Men keep my company on my walk as part of appeal (AAPL)‘s new Time to Walk audio app for the Apple Watch. The unwritten series, featuring celebrities such as NBA player Draymond Green, actress Uzo Aduba and country star and Moderna vaccine hero Dolly Parton, contains personal stories as they walk their neighborhoods.

New episodes of Time to Walk, launched Monday, appear every Monday through the end of April in the Workout app. (The timing for potential future deliveries after ‘this season’ has not been announced.) For Apple Watch users who use a wheelchair, Time to Walk becomes Time to Push, which follows ‘roll’ goals instead of steps.

This is Apple’s latest move to add exclusive content to attract new users to its fitness products and compete with companies like Peloton.

Last month, Apple Fitness + launched a $ 9.99 monthly Apple Watch subscription service featuring workout videos, such as yoga, dance and strength training, accessible from an iPad, iPhone or Apple TV. User data, including calories burned and heart rate, is displayed on screen in real time. Apple has been working for years to turn its watch into a health and wellness center, enabling users to monitor daily life but also record data for studies related to diabetes, Parkinson’s and dementia.
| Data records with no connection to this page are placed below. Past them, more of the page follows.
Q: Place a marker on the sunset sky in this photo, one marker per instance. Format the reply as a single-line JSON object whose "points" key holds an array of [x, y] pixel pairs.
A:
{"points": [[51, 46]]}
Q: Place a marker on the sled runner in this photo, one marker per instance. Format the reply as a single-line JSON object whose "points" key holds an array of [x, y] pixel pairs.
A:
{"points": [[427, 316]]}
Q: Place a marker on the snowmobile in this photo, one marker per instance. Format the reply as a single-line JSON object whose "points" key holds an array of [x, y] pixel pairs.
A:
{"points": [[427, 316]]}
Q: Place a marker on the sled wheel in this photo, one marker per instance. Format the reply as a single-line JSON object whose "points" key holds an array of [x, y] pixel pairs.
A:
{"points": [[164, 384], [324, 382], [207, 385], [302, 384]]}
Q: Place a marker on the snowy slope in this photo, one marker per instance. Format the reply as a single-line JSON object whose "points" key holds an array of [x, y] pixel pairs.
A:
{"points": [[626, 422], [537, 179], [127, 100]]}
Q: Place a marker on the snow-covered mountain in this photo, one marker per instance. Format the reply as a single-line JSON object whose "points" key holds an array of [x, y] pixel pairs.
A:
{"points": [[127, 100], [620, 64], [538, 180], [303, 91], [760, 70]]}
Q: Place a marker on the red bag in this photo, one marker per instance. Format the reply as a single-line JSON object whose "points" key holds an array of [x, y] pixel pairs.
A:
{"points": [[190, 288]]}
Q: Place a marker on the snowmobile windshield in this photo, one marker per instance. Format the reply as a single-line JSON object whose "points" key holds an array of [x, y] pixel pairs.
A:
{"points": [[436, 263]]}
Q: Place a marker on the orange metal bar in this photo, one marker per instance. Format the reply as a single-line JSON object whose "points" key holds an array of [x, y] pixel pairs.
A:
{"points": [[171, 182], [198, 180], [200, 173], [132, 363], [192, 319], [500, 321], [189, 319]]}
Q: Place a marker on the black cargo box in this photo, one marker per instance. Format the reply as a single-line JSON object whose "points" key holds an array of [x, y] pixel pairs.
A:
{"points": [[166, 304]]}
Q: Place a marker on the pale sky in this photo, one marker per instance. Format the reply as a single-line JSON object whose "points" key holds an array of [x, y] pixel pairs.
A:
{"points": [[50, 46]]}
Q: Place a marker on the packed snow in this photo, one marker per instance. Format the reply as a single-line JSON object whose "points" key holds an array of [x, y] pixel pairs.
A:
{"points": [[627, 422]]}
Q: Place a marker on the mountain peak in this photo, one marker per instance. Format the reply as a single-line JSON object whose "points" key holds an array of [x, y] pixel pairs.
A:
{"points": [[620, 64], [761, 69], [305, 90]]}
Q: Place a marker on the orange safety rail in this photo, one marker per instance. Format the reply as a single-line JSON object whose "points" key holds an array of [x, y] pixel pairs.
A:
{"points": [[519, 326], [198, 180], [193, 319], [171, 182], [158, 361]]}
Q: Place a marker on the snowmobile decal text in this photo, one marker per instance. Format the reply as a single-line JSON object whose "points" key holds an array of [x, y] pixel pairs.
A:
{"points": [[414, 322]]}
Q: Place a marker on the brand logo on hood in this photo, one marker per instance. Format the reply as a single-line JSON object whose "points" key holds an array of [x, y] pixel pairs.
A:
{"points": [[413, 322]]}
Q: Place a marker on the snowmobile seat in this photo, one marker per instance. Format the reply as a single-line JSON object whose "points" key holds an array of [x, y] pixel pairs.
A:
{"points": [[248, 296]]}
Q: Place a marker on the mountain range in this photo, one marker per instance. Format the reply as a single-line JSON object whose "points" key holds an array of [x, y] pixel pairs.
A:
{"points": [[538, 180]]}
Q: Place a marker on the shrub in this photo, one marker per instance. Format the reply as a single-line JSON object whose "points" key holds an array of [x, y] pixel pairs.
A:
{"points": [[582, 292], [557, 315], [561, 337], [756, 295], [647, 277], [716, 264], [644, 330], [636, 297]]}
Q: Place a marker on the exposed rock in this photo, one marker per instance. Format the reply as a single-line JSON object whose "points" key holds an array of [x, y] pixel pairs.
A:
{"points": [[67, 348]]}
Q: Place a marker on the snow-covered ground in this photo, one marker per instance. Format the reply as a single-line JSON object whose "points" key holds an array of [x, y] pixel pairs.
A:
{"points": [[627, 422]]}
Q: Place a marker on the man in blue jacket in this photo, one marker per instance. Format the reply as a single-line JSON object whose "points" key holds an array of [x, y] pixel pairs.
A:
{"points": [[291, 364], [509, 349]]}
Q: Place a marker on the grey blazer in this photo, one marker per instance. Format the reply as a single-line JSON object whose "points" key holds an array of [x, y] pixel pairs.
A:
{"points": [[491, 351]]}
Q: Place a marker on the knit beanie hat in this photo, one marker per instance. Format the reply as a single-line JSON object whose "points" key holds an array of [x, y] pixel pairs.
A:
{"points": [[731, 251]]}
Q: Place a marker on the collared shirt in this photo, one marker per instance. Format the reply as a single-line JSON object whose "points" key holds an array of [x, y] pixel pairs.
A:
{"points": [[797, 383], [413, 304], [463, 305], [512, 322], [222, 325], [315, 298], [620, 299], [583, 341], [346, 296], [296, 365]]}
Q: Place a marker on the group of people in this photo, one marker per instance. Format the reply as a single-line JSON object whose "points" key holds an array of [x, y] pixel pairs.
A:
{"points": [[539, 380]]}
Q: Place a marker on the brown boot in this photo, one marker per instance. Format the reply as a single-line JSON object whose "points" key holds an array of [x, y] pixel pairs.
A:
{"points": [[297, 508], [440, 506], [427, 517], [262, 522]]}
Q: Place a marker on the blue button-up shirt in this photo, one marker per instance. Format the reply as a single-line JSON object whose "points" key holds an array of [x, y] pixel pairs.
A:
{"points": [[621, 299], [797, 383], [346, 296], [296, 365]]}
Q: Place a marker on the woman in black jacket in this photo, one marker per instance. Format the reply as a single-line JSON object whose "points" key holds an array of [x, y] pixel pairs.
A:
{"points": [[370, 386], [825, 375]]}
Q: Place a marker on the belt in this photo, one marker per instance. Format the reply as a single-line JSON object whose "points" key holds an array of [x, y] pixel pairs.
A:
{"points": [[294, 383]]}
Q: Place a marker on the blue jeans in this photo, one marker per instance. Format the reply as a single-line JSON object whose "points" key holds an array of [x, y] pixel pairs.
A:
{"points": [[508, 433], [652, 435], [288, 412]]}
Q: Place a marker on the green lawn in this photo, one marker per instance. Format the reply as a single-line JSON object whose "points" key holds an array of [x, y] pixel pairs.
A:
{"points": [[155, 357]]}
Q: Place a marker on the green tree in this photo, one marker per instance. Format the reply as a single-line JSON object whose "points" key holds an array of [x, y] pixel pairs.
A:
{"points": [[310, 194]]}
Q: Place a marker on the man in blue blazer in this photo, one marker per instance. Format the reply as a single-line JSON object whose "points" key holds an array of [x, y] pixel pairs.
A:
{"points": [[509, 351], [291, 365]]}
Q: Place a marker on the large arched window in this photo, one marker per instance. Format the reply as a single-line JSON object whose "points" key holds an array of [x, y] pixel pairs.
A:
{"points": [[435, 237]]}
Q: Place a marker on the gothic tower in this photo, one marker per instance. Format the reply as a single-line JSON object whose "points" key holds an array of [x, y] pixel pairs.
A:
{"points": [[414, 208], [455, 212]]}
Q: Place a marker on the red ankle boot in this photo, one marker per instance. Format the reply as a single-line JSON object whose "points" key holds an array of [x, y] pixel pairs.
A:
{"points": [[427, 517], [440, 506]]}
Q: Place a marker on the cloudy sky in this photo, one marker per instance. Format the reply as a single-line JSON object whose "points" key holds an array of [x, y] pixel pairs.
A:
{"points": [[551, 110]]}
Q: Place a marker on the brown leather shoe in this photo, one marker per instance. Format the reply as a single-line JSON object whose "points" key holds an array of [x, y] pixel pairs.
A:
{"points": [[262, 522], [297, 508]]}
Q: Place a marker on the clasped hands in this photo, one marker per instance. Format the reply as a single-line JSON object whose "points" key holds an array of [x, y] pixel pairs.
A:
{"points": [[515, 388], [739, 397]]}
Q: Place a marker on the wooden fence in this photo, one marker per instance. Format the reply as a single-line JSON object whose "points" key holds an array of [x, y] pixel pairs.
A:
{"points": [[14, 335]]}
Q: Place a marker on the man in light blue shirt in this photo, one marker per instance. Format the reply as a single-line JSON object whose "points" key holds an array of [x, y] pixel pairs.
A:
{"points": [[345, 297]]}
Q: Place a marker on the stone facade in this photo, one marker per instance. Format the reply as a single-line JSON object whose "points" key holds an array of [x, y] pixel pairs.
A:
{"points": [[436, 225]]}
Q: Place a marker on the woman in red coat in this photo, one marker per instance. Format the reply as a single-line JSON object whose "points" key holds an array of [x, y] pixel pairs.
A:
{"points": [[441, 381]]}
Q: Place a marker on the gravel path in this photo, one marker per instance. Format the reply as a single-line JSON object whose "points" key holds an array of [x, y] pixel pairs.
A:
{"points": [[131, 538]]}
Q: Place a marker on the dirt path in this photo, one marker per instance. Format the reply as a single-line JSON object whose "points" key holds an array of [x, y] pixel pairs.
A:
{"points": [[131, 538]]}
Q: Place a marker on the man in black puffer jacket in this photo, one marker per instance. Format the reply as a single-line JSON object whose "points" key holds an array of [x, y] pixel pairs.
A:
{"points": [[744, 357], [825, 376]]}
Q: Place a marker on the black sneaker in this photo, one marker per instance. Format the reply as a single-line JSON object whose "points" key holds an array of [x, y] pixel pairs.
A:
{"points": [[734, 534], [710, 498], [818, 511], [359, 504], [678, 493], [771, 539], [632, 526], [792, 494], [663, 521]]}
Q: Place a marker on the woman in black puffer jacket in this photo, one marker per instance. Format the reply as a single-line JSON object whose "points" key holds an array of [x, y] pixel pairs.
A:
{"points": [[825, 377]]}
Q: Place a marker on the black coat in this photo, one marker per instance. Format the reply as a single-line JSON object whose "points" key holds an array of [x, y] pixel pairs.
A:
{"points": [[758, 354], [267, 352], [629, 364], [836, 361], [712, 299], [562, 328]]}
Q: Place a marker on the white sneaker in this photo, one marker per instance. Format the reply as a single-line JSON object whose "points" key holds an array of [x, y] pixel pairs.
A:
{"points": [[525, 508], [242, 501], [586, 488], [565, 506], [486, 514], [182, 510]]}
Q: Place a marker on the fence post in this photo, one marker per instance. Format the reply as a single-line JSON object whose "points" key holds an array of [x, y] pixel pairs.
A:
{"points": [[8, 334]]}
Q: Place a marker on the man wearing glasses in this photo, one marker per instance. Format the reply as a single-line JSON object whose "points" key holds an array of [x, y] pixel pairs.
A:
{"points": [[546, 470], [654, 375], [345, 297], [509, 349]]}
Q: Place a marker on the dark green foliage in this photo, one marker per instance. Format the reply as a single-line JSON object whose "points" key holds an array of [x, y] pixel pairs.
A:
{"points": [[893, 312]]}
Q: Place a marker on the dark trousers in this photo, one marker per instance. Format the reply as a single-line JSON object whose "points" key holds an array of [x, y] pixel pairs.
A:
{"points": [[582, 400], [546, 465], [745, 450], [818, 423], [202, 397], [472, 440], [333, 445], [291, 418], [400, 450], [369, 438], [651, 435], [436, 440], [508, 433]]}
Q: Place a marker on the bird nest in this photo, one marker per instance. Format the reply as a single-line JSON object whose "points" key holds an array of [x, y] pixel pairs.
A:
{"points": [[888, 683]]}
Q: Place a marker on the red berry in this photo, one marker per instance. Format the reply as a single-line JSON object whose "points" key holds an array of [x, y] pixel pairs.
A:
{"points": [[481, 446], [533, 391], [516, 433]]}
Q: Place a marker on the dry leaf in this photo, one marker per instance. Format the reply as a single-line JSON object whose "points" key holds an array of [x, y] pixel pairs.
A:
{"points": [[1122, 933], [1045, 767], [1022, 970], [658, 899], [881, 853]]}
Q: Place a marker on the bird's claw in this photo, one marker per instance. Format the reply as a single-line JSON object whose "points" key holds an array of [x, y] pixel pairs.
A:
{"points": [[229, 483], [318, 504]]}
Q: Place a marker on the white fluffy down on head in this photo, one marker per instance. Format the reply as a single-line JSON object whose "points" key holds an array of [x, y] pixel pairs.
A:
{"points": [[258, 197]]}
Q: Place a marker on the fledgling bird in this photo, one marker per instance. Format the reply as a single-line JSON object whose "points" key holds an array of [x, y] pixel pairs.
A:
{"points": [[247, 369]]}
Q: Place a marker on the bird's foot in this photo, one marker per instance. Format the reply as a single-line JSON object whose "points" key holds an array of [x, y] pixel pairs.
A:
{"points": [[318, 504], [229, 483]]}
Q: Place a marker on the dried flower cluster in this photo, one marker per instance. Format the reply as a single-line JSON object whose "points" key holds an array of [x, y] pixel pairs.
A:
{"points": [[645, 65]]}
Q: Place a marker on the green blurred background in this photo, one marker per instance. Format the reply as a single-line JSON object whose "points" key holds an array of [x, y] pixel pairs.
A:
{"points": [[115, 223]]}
For me, walking has always been my preferred way of moving: low impact and free. Running familiar voices at the same time feels like a personal twist on a podcast (though Apple never uses the p-word). I can even hear Mendes breathing deeply, just like me.

In Parton’s sessions, I hear the background noise of birds as she talks about her Tennessee farm. “During this time, Covid and all that, I know that many of you can not get out and walk as usual, and I’m sure many of you feel limited,” Parton says. “But I know how important it is to be able to walk. Although we can not get out and walk around in all the places we want to this day … I can still walk you on the memory path. Hopefully we feel a little more freedom when we walk together. ‘

She tells me that she writes a lot while walking and the story of her famous ‘9 to 5’ song; I listen intently as she taps on her own acrylic fingernails so that it sounds like a typewriter for rhythm in the background, something I have not known to this day.

When NBA player Draymond Green remembers how the Golden State Warriors celebrated a championship victory, it was Drake’s ‘Big Rings’ that took him back to the locker room. It is one of the three songs he introduces and plays in his episode, which also contains a beautiful story about a walk he took after not having a class and arguing with his mother. He talks about the sounds of the Malibu waves in the distance and the cars on the highway nearby.

Although Time to Walk is no substitute for a walk with a good friend, the intimate narrative is a welcome change to walk alone.